I suppose it all began with Phil Jackson. Not once, but twice, his teams thwarted the Portland Trail Blazers’ championship dreams. Since the Blazers are my favorite NBA team, my hopes were crushed as well. It also doesn’t help that I am a fan of the Seattle Seahawks and the Oregon Ducks. At a certain point, you just accept the fact that your teams will never win championships (in the case of the Ducks, I stipulate during my lifetime or in a sport that I follow). During my formative years, though, I could almost taste the Blazers’ championship champagne. As fate would have it, however, there was always one man standing in the way. That man, of course, was Jackson, otherwise known as the “Zen Master.”
For Jackson, it wasn’t enough to win six championships with Number 23 and the Chicago Bulls (in the process dashing the Blazers’ title hopes in 1992). No, Jackson wasn’t finished. He had five more titles to win with the Los Angeles Lakers. Along the way, Jackson’s team recovered from a 15 point deficit in the fourth quarter of Game 7 of the Western Conference Finals against who else but the Portland Trail Blazers. In many ways, neither the team nor I have ever recovered from that epic letdown.
In the end, I was left to ponder the common denominator: Jackson. How does a man amass so many championship rings that he can’t even wear them all at one time? To find the answer to that question, I turned to Jackson’s books. I found what I was looking for in his book, Sacred Hoops: Spiritual Lessons of a Hardwood Warrior. That book helped me to understand Jackson’s application of Eastern philosophy in coordination with Native American spiritual practices resulting in a holistic approach to coaching. Indeed, there is much to be learned from Jackson’s coaching style. My journey, of course, didn’t begin and end with the “Zen Master.” No, it continued and in many ways still continues…
Eventually that journey led me to Bodhidharma, the father of Zen Buddhism. I found the book, The Zen Teachings of Bodhidharma at the library. Given my fascination with Jackson and his successful coaching techniques, I was intrigued. I read the book and afterward was inspired to write the poems “Awareness” and “My Apologies.” One of my favorite lines from the book was this one: “to attain enlightenment without seeing your nature is impossible.” I also liked the idea that Buddha wasn’t a person, instead the Buddha is your mind. According to Bodhidharma: “beyond your mind, there’s no other Buddha.”
As for me, I’m no Zen Master.

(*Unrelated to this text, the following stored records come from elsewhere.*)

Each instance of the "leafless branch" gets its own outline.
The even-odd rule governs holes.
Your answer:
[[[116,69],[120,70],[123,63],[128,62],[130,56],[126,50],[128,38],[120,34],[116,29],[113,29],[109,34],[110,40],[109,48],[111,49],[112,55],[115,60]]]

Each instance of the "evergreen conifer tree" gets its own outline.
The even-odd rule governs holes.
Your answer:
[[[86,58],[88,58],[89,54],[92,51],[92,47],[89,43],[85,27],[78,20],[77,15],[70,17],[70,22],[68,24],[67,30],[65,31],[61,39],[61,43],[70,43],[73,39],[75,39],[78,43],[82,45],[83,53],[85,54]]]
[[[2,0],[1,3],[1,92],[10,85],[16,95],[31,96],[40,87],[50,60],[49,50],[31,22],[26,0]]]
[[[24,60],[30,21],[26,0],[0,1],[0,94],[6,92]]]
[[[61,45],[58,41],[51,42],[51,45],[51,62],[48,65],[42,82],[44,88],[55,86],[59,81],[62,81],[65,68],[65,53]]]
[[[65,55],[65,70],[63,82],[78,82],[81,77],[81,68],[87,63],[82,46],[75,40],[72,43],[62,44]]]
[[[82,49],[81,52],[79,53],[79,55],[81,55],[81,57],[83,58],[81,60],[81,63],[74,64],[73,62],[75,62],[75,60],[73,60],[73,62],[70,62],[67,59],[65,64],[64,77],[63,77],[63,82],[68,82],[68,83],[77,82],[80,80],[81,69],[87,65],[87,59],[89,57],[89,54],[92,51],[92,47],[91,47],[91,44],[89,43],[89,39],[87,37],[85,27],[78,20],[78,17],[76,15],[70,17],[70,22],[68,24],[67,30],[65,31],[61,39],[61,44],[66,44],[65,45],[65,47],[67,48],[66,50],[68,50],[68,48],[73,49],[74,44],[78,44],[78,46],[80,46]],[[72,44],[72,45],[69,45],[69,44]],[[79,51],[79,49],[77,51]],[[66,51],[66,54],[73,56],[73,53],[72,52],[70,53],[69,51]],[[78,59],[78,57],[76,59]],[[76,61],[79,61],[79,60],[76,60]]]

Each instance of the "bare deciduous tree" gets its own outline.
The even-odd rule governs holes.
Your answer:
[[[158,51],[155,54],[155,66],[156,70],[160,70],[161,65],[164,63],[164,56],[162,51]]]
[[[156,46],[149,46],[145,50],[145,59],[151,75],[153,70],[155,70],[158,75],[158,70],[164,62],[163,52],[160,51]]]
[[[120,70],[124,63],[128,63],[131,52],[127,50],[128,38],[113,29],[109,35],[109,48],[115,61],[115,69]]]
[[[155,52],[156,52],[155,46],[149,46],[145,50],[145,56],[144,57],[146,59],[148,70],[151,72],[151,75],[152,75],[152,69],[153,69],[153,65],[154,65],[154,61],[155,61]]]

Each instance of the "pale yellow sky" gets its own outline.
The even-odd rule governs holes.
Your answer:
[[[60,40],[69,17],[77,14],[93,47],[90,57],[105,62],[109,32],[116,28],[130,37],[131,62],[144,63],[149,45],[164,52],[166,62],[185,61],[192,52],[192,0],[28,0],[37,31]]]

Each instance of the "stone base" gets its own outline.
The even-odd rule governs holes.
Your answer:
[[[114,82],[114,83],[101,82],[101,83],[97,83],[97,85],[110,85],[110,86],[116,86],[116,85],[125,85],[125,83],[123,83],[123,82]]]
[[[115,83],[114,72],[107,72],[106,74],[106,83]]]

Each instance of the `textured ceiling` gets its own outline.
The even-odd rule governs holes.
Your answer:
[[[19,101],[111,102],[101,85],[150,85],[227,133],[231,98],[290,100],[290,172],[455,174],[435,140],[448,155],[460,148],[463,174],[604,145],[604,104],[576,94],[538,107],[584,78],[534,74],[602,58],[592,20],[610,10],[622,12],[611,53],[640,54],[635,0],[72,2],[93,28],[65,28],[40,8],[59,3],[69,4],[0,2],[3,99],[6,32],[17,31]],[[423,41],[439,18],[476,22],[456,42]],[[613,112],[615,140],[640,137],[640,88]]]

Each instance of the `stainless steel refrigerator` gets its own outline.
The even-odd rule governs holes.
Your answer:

I suppose I’m not a Buddhist, or part of any other ancient or new age religion for that matter. Neither am I an atheist, or non-religious. Personally, I’ve never held the belief that you can understand the world through the lenses of a narrow view point. I’ve always believed that there has to be some common ground where we can all meet. For me that common ground is sacred (and should be the foundation upon which all religions are laid). A place where the common thread that links all of humanity resides. In the end, I guess you might say I’m just me. A man who is seeking understanding, and writing a book about an existential journey through time. On such a journey, one cannot afford to choose favorites. You never know where the truth may lie.
2 thoughts on “Literary Influence No. 3: The Zen Teachings of Bodhidharma”
‘See the world through the lenses if a narrow view point’ – this is beautiful and brilliant. I cannot subscribe to one belief. I never have. I enjoy the concept of Buddahism – I wish I could think like this – but I have trouble letting go of things. I do not hate, but anger is there and disappointment – all that stuff and I cannot get past it. I think the think to do is to take little bits and pieces of all ways of thought – belief system and use them to create a better person.
I like the way you think. Your last sentence about taking the bits and pieces of all ways of thought and using them to create a better person is fantastic. Thank you for your wonderful comment.